O amor é uma coisa, a vida é outra.
O amor não é para ser uma ajudinha. Não é para ser o alívio, o repouso, o intervalo, a pancadinha nas costas, a pausa que refresca, o pronto-socorro da tortuosa estrada da vida,o nosso "dá lá um jeitinho sentimental". Odeio esta mania contemporânea de pôr sopas e descanso. Odeio os novos casalinhos. Para onde quer que se olhe, já não se vê romance, gritaria, maluquice, facada, abraços, flores.
O amor fechou a loja. Foi trespassada ao pessoal da pantufa e da serenidade. Amor é amor. É essa beleza. É esse perigo. O nosso amor não é para nos compreender, não é para nos ajudar, não é para nos fazer felizes. Tanto pode como nãopode. Tanto faz. É uma questão de azar.O nosso amor não é para nos amar, para nos levar de repente ao céu, a tempo ainda de apanhar um bocadinho de inferno aberto.
O amor é uma coisa, a vida é outra.
A vida às vezes mata o amor. A "vidinha" é uma convivência assassina. O amor puro não é um meio, não é um fim, não é um princípio, não é um destino. O amor puro é uma condição. Tem tanto a ver com a vida de cada um como o clima. O amor não se percebe. Não é para perceber. O amor é um estado de quem se sente. O amor é a nossa alma. É a nossa alma a desatar. A desatar a correr atrás do que não sabe, não apanha, não larga, não compreende. O amor é uma verdade. É por isso que a ilusão é necessária. A ilusão é bonita, não faz mal. Que se invente e minta e sonhe o que quiser.
O amor é uma coisa, a vida é outra.
A realidade pode matar, o amor é mais bonito que a vida. A vida que se lixe. Num momento, num olhar, o coração apanha-se para sempre. Ama-se alguém. Por muito longe, por muito difícil, por muito desesperadamente. O coração guarda o que se nos escapa das mãos. E durante o dia e durante a vida, quando não esta lá quem se ama, não é ela que nos acompanha - é o nosso amor, o amor que se lhe tem.

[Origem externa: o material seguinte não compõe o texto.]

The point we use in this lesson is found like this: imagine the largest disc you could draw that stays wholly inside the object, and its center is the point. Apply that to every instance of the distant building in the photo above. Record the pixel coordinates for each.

Não é para perceber. É sinal de amor puro não se perceber, amar e não se ter, querer e não guardar a esperança, doer sem ficar magoado, viver sozinho, triste, mas mais acompanhado de quem vive feliz. Não se pode ceder. Não se pode resistir.
A vida é uma coisa, o amor é outra.
A vida dura a Vida inteira, o amor não. Só um mundo de amor pode durar a vida inteira. E valê-la também."
(Miguel Esteves Cardoso)

5 Comments:

Anonymous Anónimo said...

Só quero dizer que isto foi o que de mais verdadeiro li ultimamente. Excelente gosto amiga. Morro de saudades.....
Mal os meus carcereiros vão para algum sitio bem longe vou raptar-te para ir curtir um pouquinho a amizade, e por a cusquice em dia. Beijinhos aos montes

sábado ago. 05, 12:55:00 da tarde WEST  
Anonymous Anónimo said...

As pessoas é que me fizeram a vida assim; a vida é que fez as pessoas assim.
Não há merda pior de vida do que a vidinha de todos os dias, mas já não conheço quem troque a sua vidinha pelo risco de viver.
O método mais eficiente que a sociedade encontrou para liquidar o amor foi instituir o contrato de vida a dois - vidinha institucionalizada.

quarta ago. 09, 01:20:00 da tarde WEST  
Blogger acbelix said...

Por muito que eu escreva, acho que o autor, que eu aprecio pelo seu desprendimento, conseguiu descrever um estado de alma que é o amor. O amor sente-se nao se combina, o amor é qualquer coisa de fabuloso, não é egoísta, não é maldoso, é altruísta, é caridoso.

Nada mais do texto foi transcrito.